Tigleth Pilisar said:
At this point if another ship isn't going a similar speed on the same vector, not much fighting could happen. For a stationary object, the ship would go from a very long distance to adjacent in 1 round to a very long distance in round 2 and then they would be 70,000km or more apart (distant)!

This is probably how many battles would be fought depending on the squadron/ship types.

There is probably something similar to this theory for spaceship combt in the TU.

http://en.wikipedia.org/wiki/Energy-Maneuverability_theory
 
Tigleth Pilisar said:
Its moving at 10,800 thrust points in one vector or 108 km/s (38,800 kms in one 6 minute game round). At this point if another ship isn't going a similar speed on the same vector, not much fighting could happen.

Jack Campbell's The Lost Fleet: Valiant describes several fleet battles where the combatants basically zip past each other at crazy velocities and computers fire at each other because the time the targets are in range is so short that people can't do it. Then they make big lazy arcs in space and zip past each other again... pretty cool book, and one of a series of four I think.

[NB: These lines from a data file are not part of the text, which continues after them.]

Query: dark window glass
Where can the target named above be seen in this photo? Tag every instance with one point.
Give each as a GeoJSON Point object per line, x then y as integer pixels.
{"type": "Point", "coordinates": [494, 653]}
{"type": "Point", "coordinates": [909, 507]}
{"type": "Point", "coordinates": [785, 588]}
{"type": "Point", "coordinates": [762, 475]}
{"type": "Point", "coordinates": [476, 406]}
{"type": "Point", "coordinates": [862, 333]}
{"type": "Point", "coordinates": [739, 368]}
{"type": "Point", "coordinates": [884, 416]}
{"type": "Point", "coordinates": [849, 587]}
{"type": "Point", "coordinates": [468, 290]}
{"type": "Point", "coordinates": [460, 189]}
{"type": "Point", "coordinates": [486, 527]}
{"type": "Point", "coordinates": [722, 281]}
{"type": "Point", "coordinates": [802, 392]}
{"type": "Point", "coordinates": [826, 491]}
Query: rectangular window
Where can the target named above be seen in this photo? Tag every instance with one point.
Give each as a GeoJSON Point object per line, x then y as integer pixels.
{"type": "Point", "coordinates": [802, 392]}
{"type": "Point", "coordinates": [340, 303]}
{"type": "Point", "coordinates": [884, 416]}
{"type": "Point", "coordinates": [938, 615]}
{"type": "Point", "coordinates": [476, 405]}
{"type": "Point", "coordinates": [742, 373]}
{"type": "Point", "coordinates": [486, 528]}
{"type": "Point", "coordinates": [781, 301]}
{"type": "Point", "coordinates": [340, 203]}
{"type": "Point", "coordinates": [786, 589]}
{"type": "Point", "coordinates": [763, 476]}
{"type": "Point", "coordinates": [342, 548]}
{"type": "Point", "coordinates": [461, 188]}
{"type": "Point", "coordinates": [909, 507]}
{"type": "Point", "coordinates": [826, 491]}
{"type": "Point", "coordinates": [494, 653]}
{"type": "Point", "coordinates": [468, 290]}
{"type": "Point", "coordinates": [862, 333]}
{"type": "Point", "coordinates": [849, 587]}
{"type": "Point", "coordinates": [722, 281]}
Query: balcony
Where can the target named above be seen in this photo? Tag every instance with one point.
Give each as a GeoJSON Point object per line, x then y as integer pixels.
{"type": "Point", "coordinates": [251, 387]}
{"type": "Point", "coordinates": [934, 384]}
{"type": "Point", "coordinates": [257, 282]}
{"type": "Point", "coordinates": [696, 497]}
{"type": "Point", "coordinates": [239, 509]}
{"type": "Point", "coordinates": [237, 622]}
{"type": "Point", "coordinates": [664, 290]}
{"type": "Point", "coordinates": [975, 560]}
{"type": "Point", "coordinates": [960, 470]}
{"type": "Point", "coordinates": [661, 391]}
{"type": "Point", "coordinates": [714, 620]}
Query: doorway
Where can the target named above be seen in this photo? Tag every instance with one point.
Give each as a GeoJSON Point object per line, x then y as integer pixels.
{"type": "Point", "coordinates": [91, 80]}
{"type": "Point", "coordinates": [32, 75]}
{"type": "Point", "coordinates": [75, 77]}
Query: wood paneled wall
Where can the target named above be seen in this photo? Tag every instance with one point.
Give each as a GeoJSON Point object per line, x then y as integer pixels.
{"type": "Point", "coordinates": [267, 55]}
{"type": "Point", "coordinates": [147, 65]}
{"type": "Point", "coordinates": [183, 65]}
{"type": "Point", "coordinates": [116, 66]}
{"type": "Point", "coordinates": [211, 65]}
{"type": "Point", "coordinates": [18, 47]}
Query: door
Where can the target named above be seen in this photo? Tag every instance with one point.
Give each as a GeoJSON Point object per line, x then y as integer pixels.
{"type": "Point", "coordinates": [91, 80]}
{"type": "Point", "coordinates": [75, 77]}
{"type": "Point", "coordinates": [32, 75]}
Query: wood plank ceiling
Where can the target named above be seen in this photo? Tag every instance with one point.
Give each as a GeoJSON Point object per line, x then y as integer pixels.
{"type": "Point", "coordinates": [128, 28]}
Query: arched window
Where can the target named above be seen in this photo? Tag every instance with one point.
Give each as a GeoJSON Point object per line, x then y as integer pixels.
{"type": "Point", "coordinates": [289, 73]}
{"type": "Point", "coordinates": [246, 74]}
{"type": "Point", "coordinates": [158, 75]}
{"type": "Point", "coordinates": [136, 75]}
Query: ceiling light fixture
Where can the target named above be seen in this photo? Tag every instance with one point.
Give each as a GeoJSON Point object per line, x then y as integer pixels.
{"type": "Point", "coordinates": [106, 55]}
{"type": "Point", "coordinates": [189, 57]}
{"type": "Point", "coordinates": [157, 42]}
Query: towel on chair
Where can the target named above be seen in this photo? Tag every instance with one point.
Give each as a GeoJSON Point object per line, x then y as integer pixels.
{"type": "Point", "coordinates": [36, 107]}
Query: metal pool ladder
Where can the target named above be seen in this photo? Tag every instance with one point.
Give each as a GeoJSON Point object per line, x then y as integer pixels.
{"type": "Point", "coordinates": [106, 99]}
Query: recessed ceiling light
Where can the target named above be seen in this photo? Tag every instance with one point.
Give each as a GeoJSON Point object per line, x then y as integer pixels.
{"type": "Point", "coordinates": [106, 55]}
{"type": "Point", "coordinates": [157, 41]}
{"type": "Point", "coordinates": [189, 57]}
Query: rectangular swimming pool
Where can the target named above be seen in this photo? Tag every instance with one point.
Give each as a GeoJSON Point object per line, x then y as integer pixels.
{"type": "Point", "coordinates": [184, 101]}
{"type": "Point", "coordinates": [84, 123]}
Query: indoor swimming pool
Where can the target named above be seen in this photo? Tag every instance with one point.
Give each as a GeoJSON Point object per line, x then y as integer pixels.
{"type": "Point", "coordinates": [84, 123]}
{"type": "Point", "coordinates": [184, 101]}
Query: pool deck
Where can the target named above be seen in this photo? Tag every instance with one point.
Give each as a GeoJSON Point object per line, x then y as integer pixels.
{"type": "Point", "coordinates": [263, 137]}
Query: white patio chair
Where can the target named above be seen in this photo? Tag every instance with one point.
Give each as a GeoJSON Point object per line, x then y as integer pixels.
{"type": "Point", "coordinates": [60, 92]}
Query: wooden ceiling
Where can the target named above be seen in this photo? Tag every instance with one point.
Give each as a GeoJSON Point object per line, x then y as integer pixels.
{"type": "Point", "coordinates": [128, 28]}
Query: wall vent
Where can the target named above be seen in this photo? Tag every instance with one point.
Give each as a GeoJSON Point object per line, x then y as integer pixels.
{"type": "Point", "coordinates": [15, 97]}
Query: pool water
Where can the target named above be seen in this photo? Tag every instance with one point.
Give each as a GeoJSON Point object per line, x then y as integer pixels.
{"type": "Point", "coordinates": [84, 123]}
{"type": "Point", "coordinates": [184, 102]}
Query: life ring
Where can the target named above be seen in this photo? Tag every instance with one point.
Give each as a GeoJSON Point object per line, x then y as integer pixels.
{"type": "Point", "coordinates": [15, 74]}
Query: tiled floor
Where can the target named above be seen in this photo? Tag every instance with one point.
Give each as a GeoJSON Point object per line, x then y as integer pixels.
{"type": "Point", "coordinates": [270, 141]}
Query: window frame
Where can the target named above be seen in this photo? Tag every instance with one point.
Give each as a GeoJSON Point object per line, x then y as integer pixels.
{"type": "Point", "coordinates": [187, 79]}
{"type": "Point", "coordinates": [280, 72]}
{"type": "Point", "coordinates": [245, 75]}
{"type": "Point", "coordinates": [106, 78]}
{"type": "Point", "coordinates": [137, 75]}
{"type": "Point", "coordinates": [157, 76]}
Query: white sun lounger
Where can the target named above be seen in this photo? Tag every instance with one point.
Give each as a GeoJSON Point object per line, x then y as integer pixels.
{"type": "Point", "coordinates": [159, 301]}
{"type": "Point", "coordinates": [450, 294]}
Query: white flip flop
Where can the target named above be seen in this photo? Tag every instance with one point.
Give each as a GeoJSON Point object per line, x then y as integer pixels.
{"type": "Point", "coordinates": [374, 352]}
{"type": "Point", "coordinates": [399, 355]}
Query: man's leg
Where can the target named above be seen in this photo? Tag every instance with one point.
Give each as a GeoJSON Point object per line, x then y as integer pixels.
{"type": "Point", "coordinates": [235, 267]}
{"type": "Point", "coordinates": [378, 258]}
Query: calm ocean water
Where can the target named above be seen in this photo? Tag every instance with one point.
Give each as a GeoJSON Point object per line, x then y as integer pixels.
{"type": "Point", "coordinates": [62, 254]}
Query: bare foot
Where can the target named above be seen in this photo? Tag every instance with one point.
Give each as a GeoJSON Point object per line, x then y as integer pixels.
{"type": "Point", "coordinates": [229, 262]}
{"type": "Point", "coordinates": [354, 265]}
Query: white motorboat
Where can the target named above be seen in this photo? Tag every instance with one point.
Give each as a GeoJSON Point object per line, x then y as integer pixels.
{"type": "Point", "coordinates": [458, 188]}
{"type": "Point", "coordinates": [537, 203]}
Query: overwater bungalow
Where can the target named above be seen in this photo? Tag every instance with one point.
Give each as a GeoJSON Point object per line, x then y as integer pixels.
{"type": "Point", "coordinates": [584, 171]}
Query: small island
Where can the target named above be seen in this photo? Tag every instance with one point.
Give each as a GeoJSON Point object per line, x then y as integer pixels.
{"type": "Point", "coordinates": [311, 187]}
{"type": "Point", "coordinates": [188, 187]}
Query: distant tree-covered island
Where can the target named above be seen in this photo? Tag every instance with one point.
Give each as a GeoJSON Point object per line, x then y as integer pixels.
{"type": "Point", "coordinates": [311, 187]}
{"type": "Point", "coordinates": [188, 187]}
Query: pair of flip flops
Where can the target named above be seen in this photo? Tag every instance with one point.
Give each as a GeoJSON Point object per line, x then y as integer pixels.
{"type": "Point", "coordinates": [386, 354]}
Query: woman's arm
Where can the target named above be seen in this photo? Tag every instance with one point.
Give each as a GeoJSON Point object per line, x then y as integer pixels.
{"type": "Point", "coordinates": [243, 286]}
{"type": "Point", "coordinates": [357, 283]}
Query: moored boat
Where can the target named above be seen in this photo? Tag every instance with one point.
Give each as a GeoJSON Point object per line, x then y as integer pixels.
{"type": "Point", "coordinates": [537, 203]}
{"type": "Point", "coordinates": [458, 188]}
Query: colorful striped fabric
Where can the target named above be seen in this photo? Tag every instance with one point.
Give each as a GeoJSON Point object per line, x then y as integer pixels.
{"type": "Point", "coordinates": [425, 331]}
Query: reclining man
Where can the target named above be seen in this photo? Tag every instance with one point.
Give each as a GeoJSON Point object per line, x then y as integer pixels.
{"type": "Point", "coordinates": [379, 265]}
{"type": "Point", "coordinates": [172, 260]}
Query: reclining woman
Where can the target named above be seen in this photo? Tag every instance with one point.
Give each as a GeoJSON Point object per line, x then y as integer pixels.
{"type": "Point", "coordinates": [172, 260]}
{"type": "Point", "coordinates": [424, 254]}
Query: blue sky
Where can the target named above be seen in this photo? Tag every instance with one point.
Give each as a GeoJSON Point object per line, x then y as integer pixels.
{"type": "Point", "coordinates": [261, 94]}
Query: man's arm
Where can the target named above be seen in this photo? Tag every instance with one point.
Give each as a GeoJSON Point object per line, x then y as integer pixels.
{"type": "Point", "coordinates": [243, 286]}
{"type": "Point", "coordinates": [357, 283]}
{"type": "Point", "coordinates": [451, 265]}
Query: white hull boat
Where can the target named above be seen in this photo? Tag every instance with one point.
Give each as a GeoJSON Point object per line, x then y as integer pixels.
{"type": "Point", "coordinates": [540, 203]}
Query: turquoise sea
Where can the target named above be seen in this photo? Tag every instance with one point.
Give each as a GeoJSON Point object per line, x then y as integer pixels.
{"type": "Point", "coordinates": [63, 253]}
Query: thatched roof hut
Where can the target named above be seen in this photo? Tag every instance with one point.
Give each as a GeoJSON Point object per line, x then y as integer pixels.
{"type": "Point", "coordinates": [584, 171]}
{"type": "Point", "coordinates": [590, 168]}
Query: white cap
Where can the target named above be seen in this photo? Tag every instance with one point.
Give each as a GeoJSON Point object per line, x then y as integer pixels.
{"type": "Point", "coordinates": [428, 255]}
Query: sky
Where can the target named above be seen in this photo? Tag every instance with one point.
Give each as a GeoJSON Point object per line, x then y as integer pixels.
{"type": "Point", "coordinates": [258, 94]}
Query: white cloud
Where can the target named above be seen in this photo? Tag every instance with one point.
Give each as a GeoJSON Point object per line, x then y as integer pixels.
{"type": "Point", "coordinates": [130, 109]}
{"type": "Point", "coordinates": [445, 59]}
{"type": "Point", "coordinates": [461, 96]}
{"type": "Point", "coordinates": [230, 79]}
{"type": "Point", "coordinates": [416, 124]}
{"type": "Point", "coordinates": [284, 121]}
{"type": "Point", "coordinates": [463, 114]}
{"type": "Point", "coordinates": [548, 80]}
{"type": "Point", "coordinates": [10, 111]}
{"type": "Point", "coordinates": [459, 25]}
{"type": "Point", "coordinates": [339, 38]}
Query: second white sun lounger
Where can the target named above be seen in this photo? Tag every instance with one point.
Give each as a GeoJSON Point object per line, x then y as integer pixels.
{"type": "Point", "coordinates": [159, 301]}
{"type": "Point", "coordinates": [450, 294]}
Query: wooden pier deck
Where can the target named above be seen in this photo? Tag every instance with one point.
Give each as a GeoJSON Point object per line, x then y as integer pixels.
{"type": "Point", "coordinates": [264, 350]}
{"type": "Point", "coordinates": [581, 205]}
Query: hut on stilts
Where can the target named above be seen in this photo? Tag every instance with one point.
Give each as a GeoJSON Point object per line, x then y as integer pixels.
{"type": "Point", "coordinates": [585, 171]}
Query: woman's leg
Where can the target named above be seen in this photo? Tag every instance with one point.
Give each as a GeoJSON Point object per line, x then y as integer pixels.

Also, GURPS:Spaceships has variable-length space combat rounds, from 20-second turns up to 10-minute turns, based on acceleration and range to target. I'm playing around with this idea IMTU and I'm liking it a lot - the tension can really ratchet up as those turn lengths get shorter and shorter...
 
Jack Campbell's The Lost Fleet: Valiant describes several fleet battles where the combatants basically zip past each other at crazy velocities and computers fire at each other because the time the targets are in range is so short that people can't do it. Then they make big lazy arcs in space and zip past each other again... pretty cool book, and one of a series of four I think.

Fovean, Jack Cambell's books are a MUST READ. The series is six books:

DAUNTLESS
FEARLESS
COURAGEOUS
VALIANT (the fourth book)
RELENTLESS
VICTORIUS

About 1800 pages in all. I couldn't put it down! I'd start at the beginning though although he makes it so you could start at any book. I also liked the idea of how light time was taken into account to recognize that positions only reflected where things were when the light from their position was sent. For far distances, this leads to tactical display lags the farther ships are away from each other.